The autograph score of the "Sinfonia" BWV 49/1 in the autograph score, p 111, presents a rather different picture. The correction of transposition errors in both the organo treble and organo bass/continuo parts in this source are unambiguous: eighteen of the twenty are of notes originally entered a step too high down by step. The Vorlage from which this part was transcribed was clearly notated in E/E[flat] major.
The decipherable corrections of transposition errors in the ripieno parts, virtually without exception, are of pitches originally entered a step too low up a tone. Of particular interest here are the corrections of transposition errors in the oboe d'amore part. That Bach began the process of transcription by entering the top two staves comprising the oboe d'amore and violin 1 parts as a unit before entering the lower staves is clear from his discontinuous drawing of the bar lines in three stages (oboe d'amore + violin 1; violin 2 + viola; organo obbligato treble + organo obbligato bass/continuo).

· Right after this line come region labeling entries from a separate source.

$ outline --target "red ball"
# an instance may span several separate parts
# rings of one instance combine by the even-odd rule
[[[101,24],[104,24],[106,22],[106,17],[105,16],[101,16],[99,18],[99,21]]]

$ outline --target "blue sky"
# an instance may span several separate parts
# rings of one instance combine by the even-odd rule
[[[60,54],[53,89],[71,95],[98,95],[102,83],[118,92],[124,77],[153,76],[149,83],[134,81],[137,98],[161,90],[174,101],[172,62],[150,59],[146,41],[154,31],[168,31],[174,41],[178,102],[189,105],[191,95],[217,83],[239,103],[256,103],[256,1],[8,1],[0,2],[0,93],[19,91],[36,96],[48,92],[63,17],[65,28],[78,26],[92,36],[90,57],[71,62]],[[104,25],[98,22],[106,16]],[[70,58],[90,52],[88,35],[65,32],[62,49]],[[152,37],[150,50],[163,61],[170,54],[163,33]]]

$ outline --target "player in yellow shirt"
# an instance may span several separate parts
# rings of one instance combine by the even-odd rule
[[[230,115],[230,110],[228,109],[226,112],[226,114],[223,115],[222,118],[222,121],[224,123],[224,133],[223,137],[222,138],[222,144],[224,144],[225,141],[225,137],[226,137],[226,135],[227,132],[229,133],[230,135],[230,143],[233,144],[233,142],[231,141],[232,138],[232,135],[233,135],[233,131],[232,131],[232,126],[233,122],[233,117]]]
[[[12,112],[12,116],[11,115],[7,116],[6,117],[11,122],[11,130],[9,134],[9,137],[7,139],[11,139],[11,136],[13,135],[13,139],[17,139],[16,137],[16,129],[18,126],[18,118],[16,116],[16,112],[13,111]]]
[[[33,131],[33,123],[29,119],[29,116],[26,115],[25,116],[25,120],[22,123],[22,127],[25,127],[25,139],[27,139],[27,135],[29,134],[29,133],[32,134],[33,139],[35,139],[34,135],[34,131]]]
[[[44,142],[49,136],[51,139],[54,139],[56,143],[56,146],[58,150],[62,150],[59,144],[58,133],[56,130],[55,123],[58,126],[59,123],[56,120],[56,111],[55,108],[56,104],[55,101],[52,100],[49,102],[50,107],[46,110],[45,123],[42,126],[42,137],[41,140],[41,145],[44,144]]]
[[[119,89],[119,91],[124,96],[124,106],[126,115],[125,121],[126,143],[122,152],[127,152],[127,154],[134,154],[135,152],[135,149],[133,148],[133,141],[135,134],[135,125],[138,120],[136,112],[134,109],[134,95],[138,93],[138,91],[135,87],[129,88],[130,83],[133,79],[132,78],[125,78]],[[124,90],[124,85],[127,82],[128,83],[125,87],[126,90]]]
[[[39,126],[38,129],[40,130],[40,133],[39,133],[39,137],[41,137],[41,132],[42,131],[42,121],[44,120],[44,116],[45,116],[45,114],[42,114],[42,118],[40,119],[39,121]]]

This is most notable when a bar line bulges out below the first two staves as at mm. 225-26, for example. All indications are that Bach followed the same process as he had in the case of BWV 169/1-that is, as the first stage of adaptation he transcribed the oboe d'amore part from the first violin part in the Vorlage and then duplicated it in the staff below as the violin 1 part in the transcribed version. This would explain why there are virtually no corrections of transposition errors in the violin 1 part, whereas there are several in the other two ripieno string parts.
Although the evidence of the correction of transposition errors in the ripieno parts might seem to point toward a Vorlage in D major, the number of corrections is relatively small when compared with that in the autograph score of BWV 169/1, and their interpretation as stemming from transposition errors in transcribing from a D-major Vorlage in every case is open to question, so that the situation here is far from unambiguous.
One possible interpretation of what seems to be conflicting evidence is that this movement was not transcribed from a single Vorlage but rather from two-one pitched in D major from which the ripieno parts were entered and another in E/E[flat] major from which the organo obbligato treble and bass/continuo parts were carried over. If the organo obbligato bass/continuo part in BWV 49/1 represents the continuo part of the Vorlage, then the only good explanation for its not having been transcribed from a D-major Vorlage along with the ripieno strings is that a keyboard part notated in Cammerton as a unit was transcribed from the E/E[flat]-major Vorlage. Although such a conclusion would seem to be counterintuitive, flying in the face of everything we know about Bach's transcription practices, the hypothesis, presented by Christoph Wolff elsewhere in this volume, of a Dresden performance of this movement for solo organ at Cammerton pitch would lend support to this scenario.